Sei neonati, almeno due dei quali prematuri, giacciono stipati in un’unica culla all’ospedale Al-Ahli di Gaza City, a pochi giorni dal Rosh Hashanah, il capodanno ebraico. Sarebbe stato meglio se non fossero mai nati. Sono parole dure, ma realistiche.

La dottoressa Michal Feldon, pediatra israeliana, ha pubblicato su Facebook una fotografia dei neonati (riprodotta qui sopra), rannicchiati l’uno contro l’altro. “Non ci sono parole per questo, perché non c’è ragione o giustificazione per questo. Hamas non c’entra nulla. Solo Israele ha fatto questo. Noi”, ha scritto la dottoressa, sottolineando di aver verificato l’autenticità dell’immagine.
I sei neonati condividono un’unica culla riscaldata; non c’è un’incubatrice per i prematuri. Giacciono sulla schiena, con la testa inclinata di lato, dormendo come i neonati; una gamba tocca la testa, spalla a spalla: il letto è pensato per un solo neonato. La prossima generazione della Striscia di Gaza è stipata come sardine in scatola. Sono venuti al mondo durante il fine settimana, tra gli ultimi bambini nati a Gaza nell’attuale anno ebraico.
Il giorno dopo Rosh Hashanah, i giornali israeliani pubblicheranno – come ogni anno – storie toccanti dei primi bambini nati nel nuovo anno. Quando questi bambini cresceranno, i loro genitori mostreranno loro queste toccanti fotografie.
I sei bambini nati questo fine settimana a Gaza non hanno né presente né futuro. Non è certo che abbiano due genitori ancora in vita, e ancora meno è certo che i loro genitori sopravviveranno per anni e un giorno mostreranno loro la fotografia.
È improbabile che i prematuri sopravvivano ai prossimi giorni. Per gli altri, ogni giorno che segue sarà segnato dalla sofferenza. I loro occhi devono ancora aprirsi e non possono conoscere la realtà in cui sono nati. Questi momenti, rannicchiati insieme nella culla riscaldata dell’ospedale, saranno i più innocenti e felici della loro vita. Ciò che verrà dopo sarà molto peggio.
Alcuni di loro potrebbero non arrivare al primo compleanno. Le Forze di Difesa Israeliane potrebbero ucciderli per primi, come hanno già fatto con oltre 1.000 bambini sotto l’anno di età, secondo i dati di Save the Children, che cita quelli del governo di Gaza.
Altri andranno alla deriva con le loro famiglie da una tenda all’altra, sotto i bombardamenti e nella fame. Alcuni di questi neonati perderanno un arto e si uniranno alle migliaia di bambini che già strisciano tra le rovine con una sola gamba o un solo braccio, o anche meno. Altri perderanno presto i genitori.

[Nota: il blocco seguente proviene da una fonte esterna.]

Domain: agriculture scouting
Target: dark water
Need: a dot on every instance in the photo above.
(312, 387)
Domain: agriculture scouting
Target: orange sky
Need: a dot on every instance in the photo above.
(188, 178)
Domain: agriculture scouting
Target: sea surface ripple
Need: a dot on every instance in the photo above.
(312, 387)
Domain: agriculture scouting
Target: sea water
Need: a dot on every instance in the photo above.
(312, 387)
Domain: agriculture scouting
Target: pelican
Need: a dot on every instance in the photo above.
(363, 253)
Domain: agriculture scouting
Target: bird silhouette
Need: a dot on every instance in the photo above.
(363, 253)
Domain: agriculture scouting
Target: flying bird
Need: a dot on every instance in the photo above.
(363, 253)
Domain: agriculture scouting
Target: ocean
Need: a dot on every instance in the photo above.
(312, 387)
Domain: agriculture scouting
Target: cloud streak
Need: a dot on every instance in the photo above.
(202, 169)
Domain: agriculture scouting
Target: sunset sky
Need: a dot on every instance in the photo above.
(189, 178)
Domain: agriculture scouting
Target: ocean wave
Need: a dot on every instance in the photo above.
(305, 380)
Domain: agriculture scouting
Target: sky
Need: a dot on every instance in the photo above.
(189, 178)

Circa 40.000 bambini a Gaza hanno già perso un genitore e circa 17.000 entrambi. Le loro vite saranno molto più brevi rispetto a quelle della generazione precedente. Uno studio pubblicato sulla rivista medica The Lancet ha rilevato che l’aspettativa di vita a Gaza è crollata da 75,5 a 40,5 anni in soli due anni.
Gli anni a venire saranno segnati da sofferenze insopportabili, fame, povertà e paura. L’assalto di Israele contro di loro infuria ancora, ed è tutt’altro che finito. Anche quando finirà, non ci sarà più un posto dove posare il capo. Israele ha trasformato l’intera Gaza in un luogo inadatto alla vita umana per gli anni a venire, proprio come aveva promesso.
Non avranno una casa. Scuole e parchi giochi sono fuori questione. Campi estivi, attività extrascolastiche o gite in famiglia sono oltre ogni immaginazione. È improbabile che avranno abbastanza da mangiare. Se si ammalano, non ci sarà modo, né luogo, per curarli. Israele ha distrutto quasi tutti gli ospedali di Gaza .
I sogni d’infanzia, a parte un piatto di zuppa leggera, non esisteranno per i sei neonati nella culla riscaldata. È improbabile che conoscano un solo momento di tranquillità e sicurezza nella loro vita, in mezzo ai bombardamenti incessanti. È improbabile che conoscano mai un solo momento di felicità. Dove potrebbe esistere un momento simile? Nel campo di detenzione nel sud di Gaza, dove Israele li costringerà ad ammassarsi? Nei campi di concentramento del Sud Sudan, dove si dice che vengano espulsi? Un vecchio, un neonato a Gaza: cosa resta loro nella vita?
Se sopravviveranno, i sei bambini nati e stipati nella culla non dimenticheranno mai chi ha inflitto loro questo, chi ha distrutto le loro vite fin dal primo giorno. E se vivranno abbastanza per avere figli e nipoti, glielo racconteranno.